I have a block matrix
$$Q_{(n+m-1)\times(n+m-1)} = \begin{pmatrix} A & -J\\-J^t & B \end{pmatrix}$$
where
$$A_{(m-1)\times(m-1)} = n*I_{(m-1)\times(m-1)} \text{ and } B_{n\times n} = m*I_{n\times n}$$
where $I$ is identity matrix. $J$ is then $(m-1)\times n$ matrix with all entries $1$.
For example, when $m = 4, n = 2$ we have
$$Q_{5\times 5} = \begin{pmatrix} 2 & 0 & 0 & -1 & -1\\ 0 & 2 & 0 & -1 & -1\\0&0&2&-1&-1\\-1&-1&-1&4&0\\-1&-1&-1&0&4\end{pmatrix}$$
Answer is $n^{m-1}\cdot m^{n-1}$ but I don't know how to show that. Please help. Thank you.
See in wikipedia the page of determinat in section 3.3 on the Block matrices.

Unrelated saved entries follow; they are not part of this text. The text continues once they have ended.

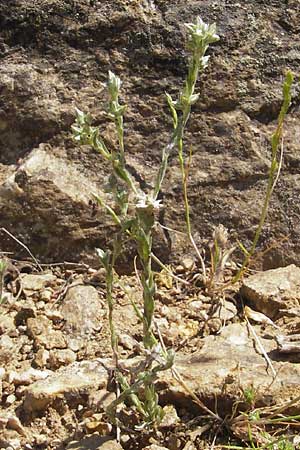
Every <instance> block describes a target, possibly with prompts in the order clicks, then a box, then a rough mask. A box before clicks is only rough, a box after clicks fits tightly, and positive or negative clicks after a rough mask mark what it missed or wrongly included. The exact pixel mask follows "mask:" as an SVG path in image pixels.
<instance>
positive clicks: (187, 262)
mask: <svg viewBox="0 0 300 450" xmlns="http://www.w3.org/2000/svg"><path fill="white" fill-rule="evenodd" d="M181 264H182V266H183V267H184V269H185V270H186V271H187V272H191V271H192V270H193V268H194V267H195V260H194V259H193V258H184V259H183V260H182V261H181Z"/></svg>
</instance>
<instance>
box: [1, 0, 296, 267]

When $A$ is Invertible matrix, we have $$ \det\begin{pmatrix}A& B\\ C& D\end{pmatrix} = \det(A) \det(D - C A^{-1} B). $$
When $D$ is invertible, a similar identity with $\det(D)$ factored out can be derived analogously,
$$ \det\begin{pmatrix}A& B\\ C& D\end{pmatrix} = \det(D) \det(A - B D^{-1} C). $$ In this case \begin{align} \det\begin{pmatrix}A & -J \\ -J^T & B \end{pmatrix}= & \det A \cdot \det\big( B-JA^{-1}J^T \big) \\ = & n^{m-1}\det \left[ \begin{array}{c} m & m-1 & \ldots & m-1 & m-1\\ m-1 & m & \ldots & m-1 & m-1\\ \vdots & \vdots & \ddots &\vdots & \vdots\\ m-1 & m-1 & \ldots & m & m-1\\ m-1 & m-1 & \ldots & m-1 & m\\ \end{array} \right]_{n\times n} \end{align} Now, note that $$ \left[ \begin{array}{c} m & \ldots & m-1 & \ldots & m-1\\ m-1 &\ldots & m-1 & \ldots & m-1\\ \vdots & & \vdots & & \vdots\\ m-1 & & m & & m-1\\ \vdots & & \vdots & & \vdots\\ m-1 &\ldots & m-1 & \ldots & m-1\\ m-1 &\ldots & m-1 & \ldots & m\\ \end{array} \right]_{n\times n} \left[ \begin{array}{c} 1\\ 1\\ \vdots\\ 0\\ \vdots\\ 1\\ 1\\ \end{array} \right] = (m-1) \left[ \begin{array}{c} 1\\ 1\\ \vdots\\ 0\\ \vdots\\ 1\\ 1\\ \end{array} \right] $$ implies $$ \det \left[ \begin{array}{c} m & \ldots & m-1 & \ldots & m-1\\ m-1 &\ldots & m-1 & \ldots & m-1\\ \vdots & & \vdots & & \vdots\\ m-1 & & m & & m-1\\ \vdots & & \vdots & & \vdots\\ m-1 &\ldots & m-1 & \ldots & m-1\\ m-1 &\ldots & m-1 & \ldots & m\\ \end{array} \right]_{n\times n} = (m-1)^n $$ and then $$ \det\begin{pmatrix}A & -J \\ -J^T & B \end{pmatrix}=n^{m-1}\cdot (m-1)^n $$